Просьба о горячей воде была воспринята истопником с пониманием, и, перехватив брошенный в его сторону взгляд, Курт заподозрил, что и здесь сыграла немалую роль его негласная привилегированность. В этой мысли он укрепился, когда все необходимое было готово уже через четверть часа, а появление отчищенных майстера инквизитора с помощником на кухне было встречено как нечто ожидаемое уже приготовленной снедью. Чуть в отдалении, на скамье напротив, над своим блюдом сидел встреченный им на лестнице выпускник особых курсов, призванный на помощь Рюценбаху. Одаренный эскулап опирался о столешницу обоими локтями, навалясь на руки всем телом и потупив голову, и в наполовину опустелую тарелку смотрел устало и пасмурно.

— А быть любимчиком главы академии не так уж и плохо, — заметил Курт, с наслаждением поглощая обед. — Любопытно, сие особое положение сохранится при новом руководстве?

— А как же, — пообещал Бруно с готовностью. — На особое отношение будущего ректора ты уж точно можешь смело рассчитывать. Быть может, это хоть немного поставит тебя на место.

— Власть развращает, — вздохнул Курт с показным упреком. — Когда-то (помнишь?) ты счел недостойным отпинать меня связанного. И вот теперь ты verba transfero уже грозишь мне тем же, что когда-то сделать отказался.

— Тебе не повредит.

— А вот если бы я получил власть распоряжаться тобой de jure…

— Когда ты получил право распоряжаться мною de jure, ты сквернословил в мой адрес ежечасно и распускал руки при всяком удобном случае, посему не пытайся давить на совесть. Она у меня в отсутствии — сдается тебе в аренду, в немногочисленных передышках находясь в починке.

— Майстер Гессе.

От голоса, прозвучавшего слева, Курт едва не вздрогнул — голос был надорванный и сиплый, похожий на скрип крышки старого сундука. О том, что его окликнул присланный лекарь, Курт скорее догадался, нежели осознал рассудочно — тот, по-прежнему тяжело навалившись на стол, смотрел теперь не в тарелку, а на майстера инквизитора, ожидая на свои слова реакции.

— Мы знакомы? — уточнил Курт, и тот вяло усмехнулся:

— Бросьте, кто вас не знает?.. Вы в неплохом расположении духа, — продолжил выпускник особых курсов с усилием. — Стало быть, побывали у отца Бенедикта, и он в порядке. Верно?

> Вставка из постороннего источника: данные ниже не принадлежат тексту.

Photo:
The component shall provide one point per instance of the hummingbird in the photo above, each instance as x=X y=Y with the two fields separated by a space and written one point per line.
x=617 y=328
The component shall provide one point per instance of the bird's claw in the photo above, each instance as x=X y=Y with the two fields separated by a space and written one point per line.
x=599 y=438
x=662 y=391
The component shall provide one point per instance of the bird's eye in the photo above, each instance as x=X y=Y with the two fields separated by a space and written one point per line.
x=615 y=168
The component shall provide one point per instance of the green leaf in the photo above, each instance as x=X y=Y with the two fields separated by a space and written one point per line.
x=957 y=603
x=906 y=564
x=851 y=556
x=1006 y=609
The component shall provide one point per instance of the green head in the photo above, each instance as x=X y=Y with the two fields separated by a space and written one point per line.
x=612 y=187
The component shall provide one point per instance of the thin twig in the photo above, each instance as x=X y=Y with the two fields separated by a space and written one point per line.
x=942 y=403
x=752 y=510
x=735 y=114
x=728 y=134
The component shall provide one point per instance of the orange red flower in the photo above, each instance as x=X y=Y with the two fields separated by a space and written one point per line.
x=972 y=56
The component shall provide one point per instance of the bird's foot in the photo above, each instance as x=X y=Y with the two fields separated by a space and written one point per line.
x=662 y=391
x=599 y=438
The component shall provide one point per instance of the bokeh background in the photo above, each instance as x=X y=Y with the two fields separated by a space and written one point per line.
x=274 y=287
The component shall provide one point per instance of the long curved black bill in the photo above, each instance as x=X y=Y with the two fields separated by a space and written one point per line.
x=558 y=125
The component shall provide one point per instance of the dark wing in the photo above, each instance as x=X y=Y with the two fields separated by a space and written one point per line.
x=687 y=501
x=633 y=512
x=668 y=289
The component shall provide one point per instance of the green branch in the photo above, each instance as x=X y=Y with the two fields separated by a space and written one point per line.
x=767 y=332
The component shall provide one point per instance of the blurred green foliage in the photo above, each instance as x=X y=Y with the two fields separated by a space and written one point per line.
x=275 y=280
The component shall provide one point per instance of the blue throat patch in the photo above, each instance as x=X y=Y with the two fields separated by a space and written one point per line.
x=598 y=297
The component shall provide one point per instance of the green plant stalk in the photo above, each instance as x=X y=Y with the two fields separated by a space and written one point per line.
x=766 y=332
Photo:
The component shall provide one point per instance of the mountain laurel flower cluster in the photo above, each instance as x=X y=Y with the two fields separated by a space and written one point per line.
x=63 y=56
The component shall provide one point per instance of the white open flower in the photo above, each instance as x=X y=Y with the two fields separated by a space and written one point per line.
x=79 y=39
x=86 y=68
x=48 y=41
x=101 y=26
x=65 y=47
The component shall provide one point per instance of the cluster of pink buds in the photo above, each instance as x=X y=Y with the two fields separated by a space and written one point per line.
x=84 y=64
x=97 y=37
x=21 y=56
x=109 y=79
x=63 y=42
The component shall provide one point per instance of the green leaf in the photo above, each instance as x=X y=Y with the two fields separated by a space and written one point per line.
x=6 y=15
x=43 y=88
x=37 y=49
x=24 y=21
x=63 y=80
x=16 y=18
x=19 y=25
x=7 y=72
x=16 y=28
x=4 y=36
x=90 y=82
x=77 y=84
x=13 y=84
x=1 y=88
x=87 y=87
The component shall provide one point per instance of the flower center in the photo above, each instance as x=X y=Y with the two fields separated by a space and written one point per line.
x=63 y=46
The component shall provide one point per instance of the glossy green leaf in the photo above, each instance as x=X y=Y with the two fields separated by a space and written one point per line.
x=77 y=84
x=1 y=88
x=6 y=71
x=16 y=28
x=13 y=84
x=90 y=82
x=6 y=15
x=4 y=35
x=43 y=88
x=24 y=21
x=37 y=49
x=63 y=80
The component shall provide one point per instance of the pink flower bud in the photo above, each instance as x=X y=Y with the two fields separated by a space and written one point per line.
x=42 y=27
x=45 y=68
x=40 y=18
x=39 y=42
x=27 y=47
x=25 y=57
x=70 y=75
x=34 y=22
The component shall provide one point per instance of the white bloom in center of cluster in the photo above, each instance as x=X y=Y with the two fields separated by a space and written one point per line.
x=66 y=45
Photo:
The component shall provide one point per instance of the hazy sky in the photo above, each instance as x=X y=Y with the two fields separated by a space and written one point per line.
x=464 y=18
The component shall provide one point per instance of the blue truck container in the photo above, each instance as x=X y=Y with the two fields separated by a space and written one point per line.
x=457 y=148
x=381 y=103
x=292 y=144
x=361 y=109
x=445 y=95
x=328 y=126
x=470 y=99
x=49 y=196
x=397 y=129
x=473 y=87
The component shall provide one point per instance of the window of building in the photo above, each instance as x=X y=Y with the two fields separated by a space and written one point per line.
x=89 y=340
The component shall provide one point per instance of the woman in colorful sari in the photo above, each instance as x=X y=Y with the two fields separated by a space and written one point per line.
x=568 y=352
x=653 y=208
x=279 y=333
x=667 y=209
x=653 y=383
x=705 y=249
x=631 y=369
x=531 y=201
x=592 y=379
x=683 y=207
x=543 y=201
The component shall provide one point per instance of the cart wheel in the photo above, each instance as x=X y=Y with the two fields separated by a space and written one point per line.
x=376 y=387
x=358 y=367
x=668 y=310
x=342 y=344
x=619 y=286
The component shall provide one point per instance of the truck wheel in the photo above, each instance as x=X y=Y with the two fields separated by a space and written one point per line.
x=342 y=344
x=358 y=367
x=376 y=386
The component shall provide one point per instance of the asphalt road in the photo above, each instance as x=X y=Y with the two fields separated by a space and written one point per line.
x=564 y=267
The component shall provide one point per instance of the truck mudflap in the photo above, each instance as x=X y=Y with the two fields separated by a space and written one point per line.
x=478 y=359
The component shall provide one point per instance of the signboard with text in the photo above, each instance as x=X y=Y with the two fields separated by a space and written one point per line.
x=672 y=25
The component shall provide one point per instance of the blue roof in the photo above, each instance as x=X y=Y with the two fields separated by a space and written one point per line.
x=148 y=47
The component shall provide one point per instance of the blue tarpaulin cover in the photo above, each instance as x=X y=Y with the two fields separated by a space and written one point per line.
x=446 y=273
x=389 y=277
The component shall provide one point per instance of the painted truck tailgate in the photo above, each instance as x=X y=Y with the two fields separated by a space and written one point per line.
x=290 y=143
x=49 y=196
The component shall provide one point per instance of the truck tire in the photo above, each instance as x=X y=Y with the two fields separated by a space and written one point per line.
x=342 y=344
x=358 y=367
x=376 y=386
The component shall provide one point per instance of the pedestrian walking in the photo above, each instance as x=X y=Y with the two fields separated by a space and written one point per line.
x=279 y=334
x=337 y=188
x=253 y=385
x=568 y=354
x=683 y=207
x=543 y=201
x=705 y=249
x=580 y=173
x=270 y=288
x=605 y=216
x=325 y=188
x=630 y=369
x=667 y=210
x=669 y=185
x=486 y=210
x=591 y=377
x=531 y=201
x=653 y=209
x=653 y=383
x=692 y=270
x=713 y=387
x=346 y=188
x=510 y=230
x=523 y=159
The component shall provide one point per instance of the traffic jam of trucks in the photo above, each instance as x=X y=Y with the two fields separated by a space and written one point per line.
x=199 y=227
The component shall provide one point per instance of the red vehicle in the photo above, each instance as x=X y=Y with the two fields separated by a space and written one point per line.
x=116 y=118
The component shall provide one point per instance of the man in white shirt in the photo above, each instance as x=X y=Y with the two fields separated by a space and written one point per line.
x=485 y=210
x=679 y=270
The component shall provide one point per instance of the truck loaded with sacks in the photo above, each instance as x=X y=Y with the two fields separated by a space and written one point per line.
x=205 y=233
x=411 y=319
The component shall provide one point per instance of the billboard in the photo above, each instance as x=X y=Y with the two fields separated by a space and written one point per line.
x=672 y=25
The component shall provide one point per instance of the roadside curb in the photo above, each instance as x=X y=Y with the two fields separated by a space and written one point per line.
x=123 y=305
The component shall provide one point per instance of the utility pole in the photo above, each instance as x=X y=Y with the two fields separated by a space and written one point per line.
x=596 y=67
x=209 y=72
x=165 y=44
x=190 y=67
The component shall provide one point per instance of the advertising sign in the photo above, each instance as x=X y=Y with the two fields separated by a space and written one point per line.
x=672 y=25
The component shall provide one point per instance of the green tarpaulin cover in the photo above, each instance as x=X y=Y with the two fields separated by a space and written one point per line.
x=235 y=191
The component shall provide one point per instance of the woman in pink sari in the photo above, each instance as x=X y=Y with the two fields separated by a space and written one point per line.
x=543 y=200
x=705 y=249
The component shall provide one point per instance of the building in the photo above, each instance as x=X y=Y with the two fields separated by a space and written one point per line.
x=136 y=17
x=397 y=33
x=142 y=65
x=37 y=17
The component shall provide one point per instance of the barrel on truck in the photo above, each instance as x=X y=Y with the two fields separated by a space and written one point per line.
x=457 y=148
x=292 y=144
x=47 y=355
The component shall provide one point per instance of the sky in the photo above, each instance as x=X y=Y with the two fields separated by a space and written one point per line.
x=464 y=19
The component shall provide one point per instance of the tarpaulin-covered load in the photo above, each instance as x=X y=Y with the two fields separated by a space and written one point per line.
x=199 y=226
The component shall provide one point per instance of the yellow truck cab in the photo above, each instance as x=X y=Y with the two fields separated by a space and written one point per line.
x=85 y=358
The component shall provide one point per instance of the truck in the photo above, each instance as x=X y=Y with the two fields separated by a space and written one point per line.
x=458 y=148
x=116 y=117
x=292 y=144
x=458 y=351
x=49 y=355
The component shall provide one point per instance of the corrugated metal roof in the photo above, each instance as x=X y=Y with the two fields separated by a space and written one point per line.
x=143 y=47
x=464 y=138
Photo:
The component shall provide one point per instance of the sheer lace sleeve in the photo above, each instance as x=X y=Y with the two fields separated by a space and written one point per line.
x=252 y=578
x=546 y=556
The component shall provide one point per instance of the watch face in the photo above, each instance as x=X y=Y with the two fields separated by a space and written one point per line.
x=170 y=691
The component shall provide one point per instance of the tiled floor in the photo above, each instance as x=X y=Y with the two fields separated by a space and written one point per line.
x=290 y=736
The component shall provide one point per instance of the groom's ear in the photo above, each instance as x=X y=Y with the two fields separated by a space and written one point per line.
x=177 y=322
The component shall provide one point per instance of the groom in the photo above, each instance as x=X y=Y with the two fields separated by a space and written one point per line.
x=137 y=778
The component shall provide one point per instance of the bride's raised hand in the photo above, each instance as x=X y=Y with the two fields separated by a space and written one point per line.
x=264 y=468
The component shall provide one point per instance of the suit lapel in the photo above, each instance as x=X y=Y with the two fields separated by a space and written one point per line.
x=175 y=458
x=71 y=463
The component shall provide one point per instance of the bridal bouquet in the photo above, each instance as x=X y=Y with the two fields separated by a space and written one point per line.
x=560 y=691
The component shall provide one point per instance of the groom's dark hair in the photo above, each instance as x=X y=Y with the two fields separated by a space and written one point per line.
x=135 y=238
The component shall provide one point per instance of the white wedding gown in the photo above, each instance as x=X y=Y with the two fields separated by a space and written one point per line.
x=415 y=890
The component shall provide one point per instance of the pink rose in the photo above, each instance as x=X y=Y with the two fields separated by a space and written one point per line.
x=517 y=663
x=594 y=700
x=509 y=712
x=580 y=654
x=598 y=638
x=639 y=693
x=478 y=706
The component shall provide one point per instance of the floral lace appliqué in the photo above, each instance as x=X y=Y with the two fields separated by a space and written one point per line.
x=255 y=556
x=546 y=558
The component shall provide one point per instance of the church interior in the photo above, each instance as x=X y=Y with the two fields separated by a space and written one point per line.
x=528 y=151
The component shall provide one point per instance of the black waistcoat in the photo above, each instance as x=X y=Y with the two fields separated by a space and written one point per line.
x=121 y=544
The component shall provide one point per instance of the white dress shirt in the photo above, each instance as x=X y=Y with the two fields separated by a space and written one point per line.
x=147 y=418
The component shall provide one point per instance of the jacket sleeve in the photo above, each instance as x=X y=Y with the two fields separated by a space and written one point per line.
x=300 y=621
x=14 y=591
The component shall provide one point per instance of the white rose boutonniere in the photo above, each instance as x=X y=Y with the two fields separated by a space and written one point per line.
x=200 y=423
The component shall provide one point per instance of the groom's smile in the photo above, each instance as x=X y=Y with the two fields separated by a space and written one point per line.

— Был приступ, — отозвался Курт, посерьезнев, и, когда тот рывком распрямился, успокаивающе кивнул: — Но Рюценбах с помощником справились сами. Сейчас все хорошо.

— Насколько это вообще возможно, — расслабившись, довершил парень и, прикрыв глаза, перевел дыхание, на миг став похожим на умирающего старика в комнате наверху.

— Не доводилось еще терять пациентов? — понимающе уточнил Курт, и тот, нехотя разлепив веки, молча качнул головой. — Значит, этот будет первым.

Присланный лекарь нахмурился, глядя на него с упреком, и он тяжело вздохнул, констатировав:

— Не думал об этом… А напрасно. Ведь тебя пригласили не врачевать больного, а поддерживать жизнь в умирающем, а это существенная разница. Когда-нибудь ты помочь не сможешь — завтра или через неделю, и он умрет.

— Я выкладываюсь, как могу… — начал тот, и Курт перебил, не дав докончить:

— Вижу. Потому и говорю тебе то, что говорю. Когда-нибудь даже твои возможности будут бессильны перед людским естеством, и он умрет. Возможно, в эту минуту тебя не будет рядом, а может быть, отец Бенедикт скончается на твоих руках, когда ты в очередной раз будешь выкладываться, как можешь. И ты решишь, что выложился недостаточно. И будешь чувствовать себя виноватым. Будешь, знаю.

— К чему вы говорите мне все это? — хмуро уточнил лекарь. — Зачем?

— Просто, чтобы знал — ты в последнюю неделю герой всей академии, и твоим стараниям благодарны десятки людей. Ты делаешь невозможное, и это понимают все. Но и ты человек, и ты не способен на неисполнимое, и когда придет время — это будет не твоя вина.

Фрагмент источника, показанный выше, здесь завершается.